Data di uscita italiana: 23 novembre 2017

Esattamente cinquant’anni fa una serie di sanguinose rivolte sconvolse la città di Detroit, negli Stati Uniti. A farne le spese furono tre afroamericani, brutalmente massacrati dalle forze di polizia. Centinaia furono invece i feriti ricoverati negli ospedali locali.
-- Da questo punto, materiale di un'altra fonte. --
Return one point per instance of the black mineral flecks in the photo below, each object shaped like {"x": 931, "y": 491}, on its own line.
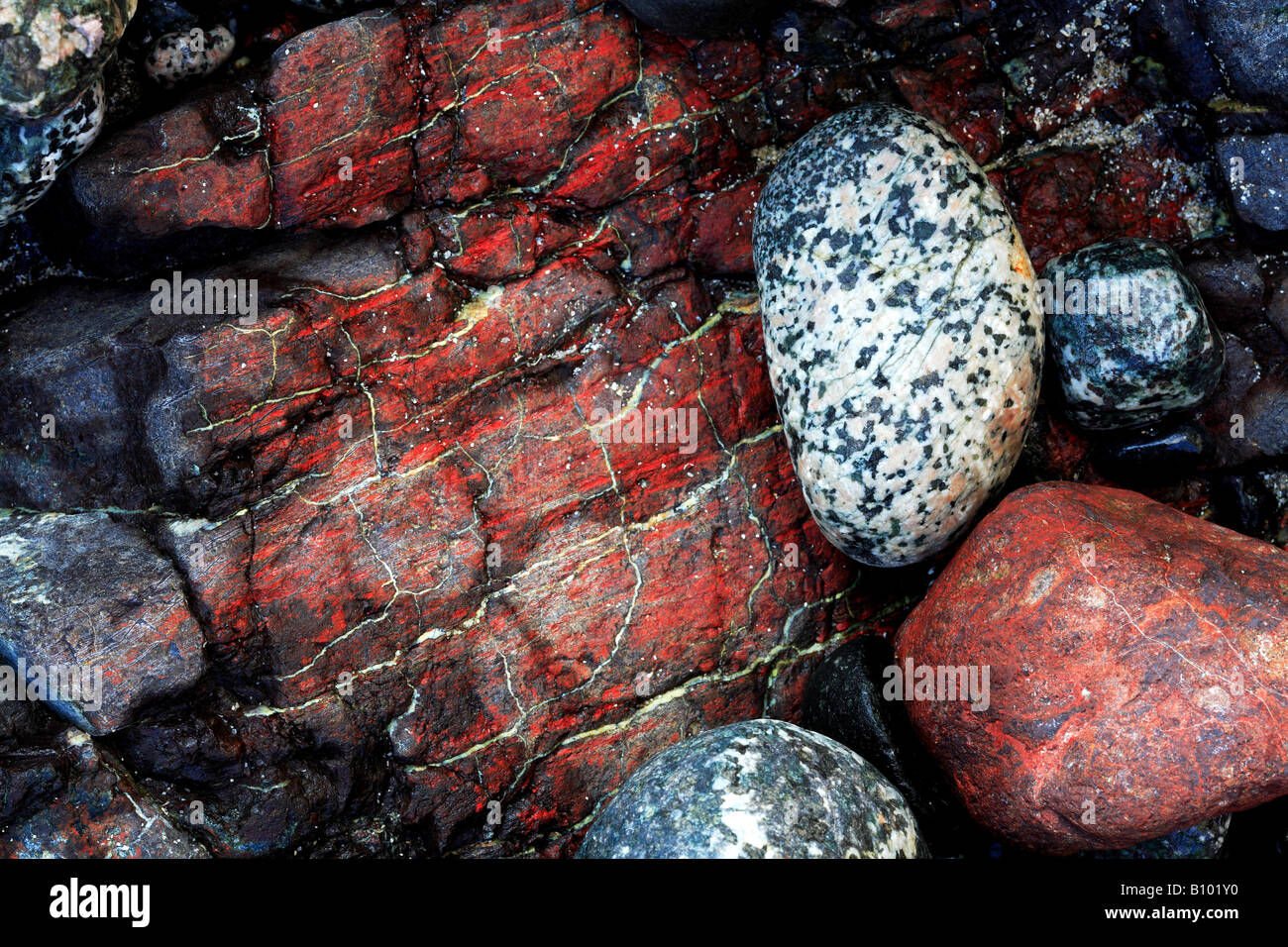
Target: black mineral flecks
{"x": 903, "y": 330}
{"x": 759, "y": 789}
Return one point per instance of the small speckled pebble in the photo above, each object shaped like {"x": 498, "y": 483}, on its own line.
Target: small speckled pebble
{"x": 187, "y": 54}
{"x": 903, "y": 330}
{"x": 759, "y": 789}
{"x": 34, "y": 153}
{"x": 1129, "y": 337}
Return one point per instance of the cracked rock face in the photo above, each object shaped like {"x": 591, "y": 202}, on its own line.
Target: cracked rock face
{"x": 903, "y": 330}
{"x": 760, "y": 789}
{"x": 90, "y": 603}
{"x": 1129, "y": 335}
{"x": 1137, "y": 669}
{"x": 449, "y": 598}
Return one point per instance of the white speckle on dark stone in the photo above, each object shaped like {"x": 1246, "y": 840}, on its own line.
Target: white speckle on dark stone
{"x": 34, "y": 153}
{"x": 759, "y": 789}
{"x": 1129, "y": 335}
{"x": 187, "y": 54}
{"x": 903, "y": 330}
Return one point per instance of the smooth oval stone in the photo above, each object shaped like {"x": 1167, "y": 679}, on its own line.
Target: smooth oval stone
{"x": 1129, "y": 337}
{"x": 188, "y": 54}
{"x": 1137, "y": 669}
{"x": 53, "y": 51}
{"x": 758, "y": 789}
{"x": 33, "y": 154}
{"x": 903, "y": 330}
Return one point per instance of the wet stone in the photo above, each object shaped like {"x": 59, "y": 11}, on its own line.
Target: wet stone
{"x": 1129, "y": 337}
{"x": 1155, "y": 454}
{"x": 34, "y": 153}
{"x": 903, "y": 330}
{"x": 758, "y": 789}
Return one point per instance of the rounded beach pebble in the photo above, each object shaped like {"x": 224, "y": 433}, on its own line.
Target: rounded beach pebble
{"x": 1129, "y": 337}
{"x": 903, "y": 329}
{"x": 759, "y": 789}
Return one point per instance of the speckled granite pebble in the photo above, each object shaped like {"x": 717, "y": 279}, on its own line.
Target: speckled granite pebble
{"x": 34, "y": 153}
{"x": 759, "y": 789}
{"x": 188, "y": 54}
{"x": 1129, "y": 337}
{"x": 53, "y": 51}
{"x": 903, "y": 330}
{"x": 696, "y": 18}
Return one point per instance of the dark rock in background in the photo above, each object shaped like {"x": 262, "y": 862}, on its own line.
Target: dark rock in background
{"x": 523, "y": 613}
{"x": 89, "y": 595}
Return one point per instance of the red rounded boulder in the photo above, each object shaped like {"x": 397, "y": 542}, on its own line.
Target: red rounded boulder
{"x": 1136, "y": 668}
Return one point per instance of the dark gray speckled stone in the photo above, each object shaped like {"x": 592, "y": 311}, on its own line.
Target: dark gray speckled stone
{"x": 1138, "y": 344}
{"x": 903, "y": 330}
{"x": 759, "y": 789}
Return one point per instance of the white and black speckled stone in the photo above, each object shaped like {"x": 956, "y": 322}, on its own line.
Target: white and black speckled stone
{"x": 1129, "y": 361}
{"x": 188, "y": 54}
{"x": 34, "y": 153}
{"x": 903, "y": 330}
{"x": 759, "y": 789}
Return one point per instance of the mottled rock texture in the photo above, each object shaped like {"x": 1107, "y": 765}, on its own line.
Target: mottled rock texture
{"x": 1138, "y": 669}
{"x": 35, "y": 151}
{"x": 52, "y": 95}
{"x": 53, "y": 51}
{"x": 760, "y": 789}
{"x": 1131, "y": 339}
{"x": 903, "y": 330}
{"x": 82, "y": 592}
{"x": 536, "y": 613}
{"x": 696, "y": 17}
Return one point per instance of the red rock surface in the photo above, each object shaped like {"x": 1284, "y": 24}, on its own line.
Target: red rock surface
{"x": 424, "y": 586}
{"x": 1138, "y": 669}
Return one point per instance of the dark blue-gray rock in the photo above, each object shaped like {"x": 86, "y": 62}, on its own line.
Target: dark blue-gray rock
{"x": 35, "y": 151}
{"x": 1129, "y": 335}
{"x": 1276, "y": 305}
{"x": 1266, "y": 415}
{"x": 759, "y": 789}
{"x": 696, "y": 18}
{"x": 1254, "y": 502}
{"x": 1256, "y": 167}
{"x": 1248, "y": 38}
{"x": 903, "y": 330}
{"x": 1172, "y": 26}
{"x": 1154, "y": 454}
{"x": 1203, "y": 840}
{"x": 1231, "y": 282}
{"x": 844, "y": 701}
{"x": 99, "y": 812}
{"x": 189, "y": 53}
{"x": 93, "y": 618}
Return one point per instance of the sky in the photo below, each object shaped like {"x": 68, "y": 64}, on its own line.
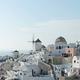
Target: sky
{"x": 46, "y": 19}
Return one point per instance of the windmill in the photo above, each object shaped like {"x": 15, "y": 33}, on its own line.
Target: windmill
{"x": 33, "y": 43}
{"x": 78, "y": 43}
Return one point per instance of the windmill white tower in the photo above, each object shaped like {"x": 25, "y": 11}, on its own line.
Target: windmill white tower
{"x": 33, "y": 43}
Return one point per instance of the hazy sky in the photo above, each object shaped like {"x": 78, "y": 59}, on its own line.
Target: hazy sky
{"x": 47, "y": 19}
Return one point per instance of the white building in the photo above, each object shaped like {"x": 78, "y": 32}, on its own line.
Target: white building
{"x": 76, "y": 62}
{"x": 38, "y": 45}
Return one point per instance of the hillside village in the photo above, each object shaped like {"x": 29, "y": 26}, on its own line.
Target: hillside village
{"x": 58, "y": 61}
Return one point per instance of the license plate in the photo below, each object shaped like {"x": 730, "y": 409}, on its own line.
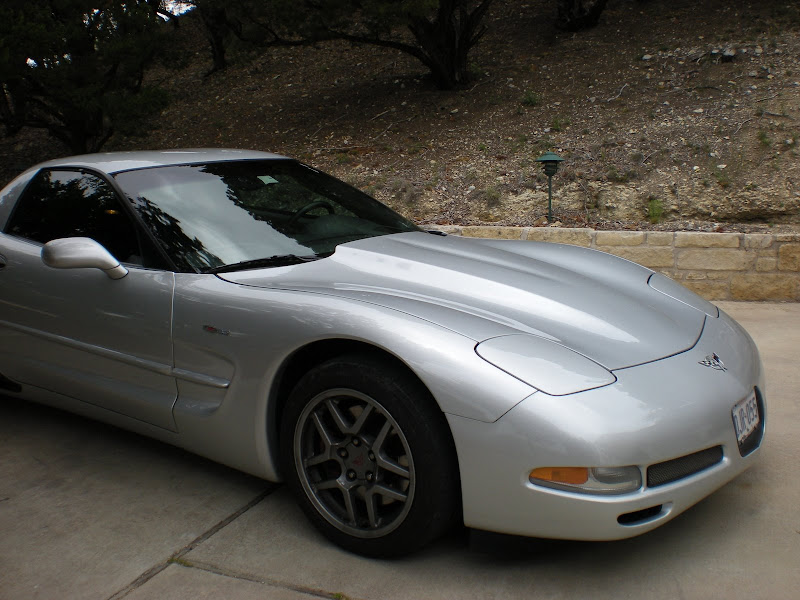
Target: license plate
{"x": 745, "y": 417}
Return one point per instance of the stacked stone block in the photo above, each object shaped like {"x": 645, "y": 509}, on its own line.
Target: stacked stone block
{"x": 718, "y": 266}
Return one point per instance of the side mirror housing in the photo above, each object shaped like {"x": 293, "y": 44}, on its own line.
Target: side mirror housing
{"x": 81, "y": 253}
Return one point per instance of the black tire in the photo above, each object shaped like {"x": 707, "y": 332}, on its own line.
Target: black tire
{"x": 369, "y": 457}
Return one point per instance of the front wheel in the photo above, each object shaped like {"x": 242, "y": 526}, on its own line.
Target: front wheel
{"x": 368, "y": 454}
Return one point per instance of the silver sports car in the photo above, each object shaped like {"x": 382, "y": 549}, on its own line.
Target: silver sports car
{"x": 256, "y": 311}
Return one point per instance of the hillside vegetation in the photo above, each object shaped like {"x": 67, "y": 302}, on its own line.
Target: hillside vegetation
{"x": 669, "y": 114}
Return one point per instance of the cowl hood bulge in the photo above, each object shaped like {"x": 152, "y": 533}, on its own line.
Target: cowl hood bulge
{"x": 593, "y": 303}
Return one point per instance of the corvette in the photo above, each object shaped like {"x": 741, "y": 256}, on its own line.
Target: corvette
{"x": 258, "y": 312}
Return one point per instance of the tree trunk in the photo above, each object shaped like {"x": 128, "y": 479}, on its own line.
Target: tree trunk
{"x": 446, "y": 41}
{"x": 215, "y": 23}
{"x": 574, "y": 15}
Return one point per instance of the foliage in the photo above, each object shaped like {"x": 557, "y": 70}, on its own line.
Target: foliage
{"x": 75, "y": 67}
{"x": 443, "y": 31}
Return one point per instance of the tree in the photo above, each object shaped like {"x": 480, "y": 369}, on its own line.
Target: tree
{"x": 75, "y": 67}
{"x": 442, "y": 32}
{"x": 574, "y": 15}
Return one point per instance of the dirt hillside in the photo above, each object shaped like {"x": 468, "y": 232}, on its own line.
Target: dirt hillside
{"x": 669, "y": 114}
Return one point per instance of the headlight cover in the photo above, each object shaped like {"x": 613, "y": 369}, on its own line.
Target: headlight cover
{"x": 544, "y": 364}
{"x": 589, "y": 480}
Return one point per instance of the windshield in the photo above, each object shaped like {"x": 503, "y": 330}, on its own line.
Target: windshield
{"x": 221, "y": 214}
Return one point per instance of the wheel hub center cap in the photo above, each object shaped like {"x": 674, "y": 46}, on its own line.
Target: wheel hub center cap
{"x": 359, "y": 460}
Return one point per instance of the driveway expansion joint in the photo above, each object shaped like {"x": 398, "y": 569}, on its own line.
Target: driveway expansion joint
{"x": 177, "y": 556}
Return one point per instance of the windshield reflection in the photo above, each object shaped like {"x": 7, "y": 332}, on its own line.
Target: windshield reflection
{"x": 217, "y": 214}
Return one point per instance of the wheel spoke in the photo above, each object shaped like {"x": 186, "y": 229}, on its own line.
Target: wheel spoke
{"x": 318, "y": 459}
{"x": 349, "y": 504}
{"x": 328, "y": 484}
{"x": 372, "y": 508}
{"x": 362, "y": 418}
{"x": 388, "y": 464}
{"x": 388, "y": 492}
{"x": 377, "y": 445}
{"x": 323, "y": 432}
{"x": 337, "y": 416}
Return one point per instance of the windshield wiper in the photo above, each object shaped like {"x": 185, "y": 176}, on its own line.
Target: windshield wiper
{"x": 279, "y": 260}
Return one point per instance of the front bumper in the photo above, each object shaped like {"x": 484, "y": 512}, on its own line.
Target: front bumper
{"x": 654, "y": 413}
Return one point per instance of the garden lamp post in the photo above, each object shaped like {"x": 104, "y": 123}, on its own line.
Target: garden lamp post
{"x": 550, "y": 162}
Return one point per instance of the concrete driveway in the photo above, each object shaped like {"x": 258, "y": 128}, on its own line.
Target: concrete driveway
{"x": 89, "y": 511}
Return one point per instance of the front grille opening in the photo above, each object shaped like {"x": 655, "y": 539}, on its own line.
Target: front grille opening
{"x": 678, "y": 468}
{"x": 639, "y": 515}
{"x": 753, "y": 441}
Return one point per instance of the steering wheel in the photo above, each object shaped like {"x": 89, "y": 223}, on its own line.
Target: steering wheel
{"x": 307, "y": 208}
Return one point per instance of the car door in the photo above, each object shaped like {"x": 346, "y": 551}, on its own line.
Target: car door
{"x": 77, "y": 332}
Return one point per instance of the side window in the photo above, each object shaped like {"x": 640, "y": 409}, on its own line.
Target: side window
{"x": 60, "y": 204}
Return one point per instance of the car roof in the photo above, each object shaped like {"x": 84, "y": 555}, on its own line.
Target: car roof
{"x": 114, "y": 162}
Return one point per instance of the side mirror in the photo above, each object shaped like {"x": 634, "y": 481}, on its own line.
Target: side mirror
{"x": 81, "y": 253}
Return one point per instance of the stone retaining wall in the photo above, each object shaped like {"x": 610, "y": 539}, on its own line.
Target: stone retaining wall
{"x": 718, "y": 266}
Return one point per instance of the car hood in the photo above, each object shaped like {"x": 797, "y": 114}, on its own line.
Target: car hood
{"x": 590, "y": 302}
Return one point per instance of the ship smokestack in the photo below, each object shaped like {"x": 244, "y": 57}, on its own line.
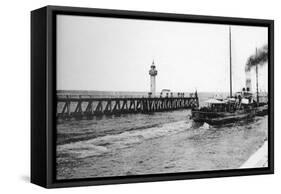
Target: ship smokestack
{"x": 248, "y": 81}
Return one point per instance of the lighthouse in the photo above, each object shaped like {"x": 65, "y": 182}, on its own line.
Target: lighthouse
{"x": 152, "y": 73}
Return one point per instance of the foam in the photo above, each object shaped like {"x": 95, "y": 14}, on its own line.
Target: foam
{"x": 93, "y": 147}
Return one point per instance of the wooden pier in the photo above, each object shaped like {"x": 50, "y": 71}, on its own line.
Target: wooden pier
{"x": 87, "y": 107}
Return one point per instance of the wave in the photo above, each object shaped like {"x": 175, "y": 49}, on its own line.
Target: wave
{"x": 104, "y": 144}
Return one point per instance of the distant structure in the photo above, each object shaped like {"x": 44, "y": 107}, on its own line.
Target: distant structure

Si trattò di una vera e propria carneficina che nei giorni successivi scatenò disordini senza precedenti che scossero le anime, riempirono le colonne dei quotidiani, suscitarono l’indignazione popolare e costrinsero il Paese a prendere ancora una volta consapevolezza di un razzismo di fondo mai veramente sopito.

 

La Festa del cinema di Roma sceglie di iniziare l’edizione 2017 senza carezze e senza compromessi, con il film “Detroit” della regista premio Oscar Kathryn Bigelow (“The Heart Locker”) e la sua graffiante quanto necessaria denuncia.

Oppure semplice racconto bisognoso di essere portato alla luce: la lotta contro il razzismo e la militanza per i diritti civili che non si esaurisce con il discorso di Martin Luther King, I have a dream, o con la vita di Nelson Mandela. Sono tante le vicende meno note o pressoché sconosciute dal grande pubblico di questa lotta, ed è su una di queste che la regista, già molto discussa per “Zero Dark Thirty”, ha puntato.

Ci troviamo nella Detroit degli anni ’60, dove la musica che rende celebre la città acquista sfumature più scure. La telecamera si concentra ossessivamente sulle violenze messe in atto durante le rivolte dei neri del 1967, culminate nel massacro emblematico compiuto dalla polizia al Motel Algiers, che sarà poi negato dalla Corte federale. Quella sera restarono uccisi tre afroamericani, insieme alla dignità umana.

In effetti, con una capacità estrema di trasferire la realtà dei fatti nel suo significato ultimo, più tagliente, la Bigelow esaspera i tempi cinematografici, concentrandosi per gran parte del film sull’interminabile scena del massacro e della tortura inspiegabile subita dai “neri di Detroit”.

Così facendo, gli spettatori vivono la medesima pressione psicologica, la stessa suspense fatale, che, al limite dello schermo, tiene in bilico tra la vita e la morte insensata.

Gli stessi personaggi della storia finalmente raccontata sembrano “disumanizzarsi”, perché calati in un contesto che di umano e di ragionevole non ha più nulla. Lo testimonia il volto duro e fragile di un guardiano (John Boyega) di fronte alla smorfia crudele e omicida del poliziotto (Will Poulter).

Non c’è più nessuna regola, a Detroit, regna il caos, perché il caos è nella definizione dei cittadini e di quegli aspetti del vivere civile che risuonano con battute timorose come “diritti civili”.

Viene da chiedersi se tale confusione sia stata chiarita oggi, tra le aberranti notizie di cronaca che ormai spingono fino all’assuefazione e dunque allo spegnimento la nostra identità. Perché, in ogni caso, il film “Detroit” non è una semplice ricostruzione storica dei fatti, né una denuncia per riaprire vecchi casi della giustizia americana.

E lo dimostra la musica, nata e cresciuta in questa città: quasi a contrasto, melodie jazz dirompono in alcune scene, ma non come sottofondo, bensì come un’ennesima voce, non violenta, aggiunta al coro delle rivolte. Ma non vi è paradosso: mentre “i bianchi ballano”, i neri rivivono ogni violenza subita dietro ciascuna nota, rivolgendosi infine a preghiere in gospel.

In tal modo la Bigelow ricostruisce una parte della vera storia, quella che passa sempre sotto silenzio, bisognosa di giustizia, riaffermando anche la reale impalcatura della musica sviluppata nella città, lanciando gli stessi messaggi di allora a noi contemporanei.

“Di chi sono questi prigionieri?” recita una fredda battuta. E noi potremmo rilanciare, oggi, con: “Abbiamo chiarito realmente la definizione di diritti civili e umani?”.